Privet investment prevents ‘immediate collapse’ of PoleStar Foods

A cash injection from Privet Capital has prevented the immediate collapse of Polestar Foods and secured 255 jobs at its factory in Okehampton but failed to guarantee the future of its site at Leamington Spa, which has gone into administration.

PoleStar, which supplies supermarkets with own-label desserts and Heinz branded products under licence, was formed in December 2009 following the acquisition of Heinz’s UK frozen desserts business, with financial backing from Bank Leumi (UK) plc.

It operated from two sites, in Leamington Spa in Warwickshire and Okehampton in Devon.

The firm, which has already made almost 200 staff redundant over the past year, hit the headlines earlier this month after FoodManufacture.co.uk revealed that chief executive Keith Ellis had stepped down following disagreements with the chairman and board.

Suppliers had also contacted this publication complaining about late payment.

Consolidation at Okehampton

In a statement issued this morning, PoleStar said Privet had acquired 100% of its equity, while Centric Commercial Finance had provided facilities to support the buyout and growth of the company.

"Privet’s investment in Polestar has prevented the immediate collapse of the Company and has secured 255 jobs [at Okehampton]."

It added: “Polestar is being restructured to consolidate its operations into its Okehampton Desserts subsidiary. KPMG has been appointed as administrator for its Leamington Desserts Ltd subsidiary.”

The Leamington Spa site employs just over 160 people, who now face an anxious wait to see if KPMG can find a buyer.

KPMG is seeking to "stabilise the business and begin seeking a going concern sale" said Will Wright, joint administrator."We have already had some expressions of interest in the business."

PoleStar commercial director Sue Garfitt told FoodManufacture.co.uk that the business had been loss-making when PoleStar had acquired it from Heinz, and that it had “always been a risk”.

Unlike Heinz, however, PoleStar had been unable to cross-subsidise the firm with profits from other businesses when times became tough, she added.

“We felt that we could restructure the business to operate profitably but fundamentally what we did was not sufficient.”

Turnaround?

Privet’s investment in Polestar would accelerate the turnaround of the company with the aim of significantly growing its Okehampton site over the next 24 months, said Privet director Ian Astley.

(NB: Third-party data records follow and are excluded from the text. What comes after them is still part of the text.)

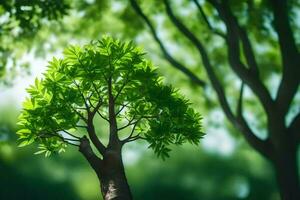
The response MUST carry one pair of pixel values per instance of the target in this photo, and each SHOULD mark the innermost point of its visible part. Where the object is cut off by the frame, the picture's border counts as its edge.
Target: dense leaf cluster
(79, 85)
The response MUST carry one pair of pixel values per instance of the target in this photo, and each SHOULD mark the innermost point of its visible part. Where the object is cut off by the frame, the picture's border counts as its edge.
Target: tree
(106, 81)
(20, 21)
(275, 54)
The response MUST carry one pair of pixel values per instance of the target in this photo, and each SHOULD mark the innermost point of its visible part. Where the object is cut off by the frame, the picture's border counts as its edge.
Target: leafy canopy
(79, 86)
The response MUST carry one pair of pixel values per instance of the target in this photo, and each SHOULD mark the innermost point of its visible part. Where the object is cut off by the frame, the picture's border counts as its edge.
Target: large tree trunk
(110, 170)
(111, 174)
(286, 168)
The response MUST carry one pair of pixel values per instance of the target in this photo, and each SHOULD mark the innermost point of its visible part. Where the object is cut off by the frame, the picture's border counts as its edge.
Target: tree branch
(262, 146)
(294, 128)
(222, 35)
(240, 101)
(87, 152)
(247, 76)
(166, 54)
(290, 56)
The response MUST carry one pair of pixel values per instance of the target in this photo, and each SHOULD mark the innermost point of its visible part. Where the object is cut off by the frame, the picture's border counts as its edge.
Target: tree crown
(112, 80)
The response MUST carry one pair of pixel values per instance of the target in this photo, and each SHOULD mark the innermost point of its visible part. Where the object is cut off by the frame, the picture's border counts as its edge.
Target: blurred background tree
(19, 22)
(224, 167)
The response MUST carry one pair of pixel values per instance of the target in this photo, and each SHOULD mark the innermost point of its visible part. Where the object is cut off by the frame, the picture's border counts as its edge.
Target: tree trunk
(111, 174)
(286, 168)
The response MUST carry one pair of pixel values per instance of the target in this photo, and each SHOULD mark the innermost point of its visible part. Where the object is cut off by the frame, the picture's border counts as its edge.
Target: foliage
(91, 79)
(20, 20)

Privet’s investment will support Polestar’s working capital requirements at Okehampton. It will also provide the company with a renewed focus, increased financial strength and a clear strategic plan, thereby ensuring that it is well placed to continue as one of the UK’s leading manufacturers and providers of frozen desserts for many years to come.

“Despite exhaustive efforts in considering the future of the company, regrettably, we have been forced to appoint administrators to the significantly loss-making Leamington factory. We look forward, however, to working with Polestar and enabling the company to realise its considerable potential.”

Not fit for purpose?

Garfitt told FoodManufacture.co.uk last month that a recent round of redundancies at Leamington Spa was due to a switch from a two-shift system to a one-shift system in January.

The changes were part of an ongoing "realignment" to better match labour scheduling with sales that had been taking place since the takeover last December, and did not reflect the loss of any major contract, she said.

She added: "We inherited a structure that was not fit for purpose. But on the customer side, we have been working with all of the major supermarkets on new Christmas launches.

"We've got some new lines for M&S and the Co-operative, a new line for Iceland, some new business with Asda and some relaunched products for Sainsbury's in the Taste the Difference range.”